Facing fierce opposition from the banking industry and calls from the U.S. administration to backtrack on some measures, policymakers struck a compromise agreement on rules forcing banks to hold more capital and cash to avoid a repeat of the 2008 financial crash.
Conceived in the aftermath of the global financial crisis when taxpayers had to rescue some of the world’s biggest lenders, the rules, known as Basel III, aim to shield governments by having private investors suffer losses first.
“Today’s endorsement of the Basel III reforms represent a major milestone that will make the capital framework more robust and improve confidence in the banking system,” European Central Bank President Mario Draghi, the chairman of Basel’s oversight body, said in a statement.
The final step in the deal will be for legislators around the globe to ratify the agreement, another potentially time consuming exercise.
Thursday’s compromise focused on the way large banks self-assess the risks they take and whether the new rules would be fair for banks on either side of the Atlantic.
European banks complained that the compromise proposal would put them at a disadvantage to their U.S. rivals by requiring bigger capital buffers against mortgages.

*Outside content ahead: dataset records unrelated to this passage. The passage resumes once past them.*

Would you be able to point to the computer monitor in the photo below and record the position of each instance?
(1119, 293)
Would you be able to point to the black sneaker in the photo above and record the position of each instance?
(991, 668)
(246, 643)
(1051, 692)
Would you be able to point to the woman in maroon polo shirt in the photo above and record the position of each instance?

The Americans argued that they have done more to repair their balance sheets after the crisis so they are not weighed down by poor legacy assets like the Europeans.
French banks in particular resisted and Paris finally relented only when a long phase-in period was proposed, putting the rules into full force only by the start of 2027.
In addition, local supervisors will have the power to mitigate the impact of these new measures during the phase-in period.
With Thursday’s deal done, regulators are now promising stability, shifting their focus to implementation and pledging no new major regulation.
The reforms do have their shortcomings, however.
The ‘bailing in’ of private investors has not worked as intended so far, a reduction in banks’ heavy exposure to government debt has not been tackled and so-called shadow banks, a loosely regulated sector outside Basel’s scope, are slowly taking business away from regular lenders, creating new risks.
The Basel reforms have been a particular boost for shadow banking - financial intermediaries ranging from hedge funds to special purpose vehicles - because financial firms are facing easier regulation and lower liquidity requirements just as their banking rivals adjust to costly new rules.
Shadow banks have outpaced regular lenders in international credit growth for most of the past decade. In the European Union alone they have assets of more than 40 trillion euros, the European Systemic Risk Board said earlier.
“The priority has now shifted from the solvency of banks, which has improved substantially, to the liquidity of the shadow banking sector, particularly funds and asset management companies that are exposed to the risks of sudden panic-driven runs,” French central bank governor Francois Villeroy de Galhau said this month.
Bail-ins, where bond- and shareholders and possibly depositors take losses before governments, have also been a problem, particularly in the failure of two Italian banks earlier this year, when a loophole in euro zone rules was utilized to channel state funds to them.
The state support raised questions about the viability of bail-in and whether governments could in the worst case hit large depositors.
Another issue not tackled is the so-called “doom loop” between banks and governments.
In need of safe assets, banks often hold lots of government debt, which is generally deemed risk free. But if a sovereign were to fail, such a tight-knit relationship would inevitably bring down banks as well, exacerbating any crisis.
Euro zone and Japanese banks are in particular exposed to the sovereign and have resisted proposals for risk weights for government bonds.
Timing has also been an issue. Many of the Basel rules are implemented with big lags and will not take effect for years to come, well over a decade after the start of the original crisis.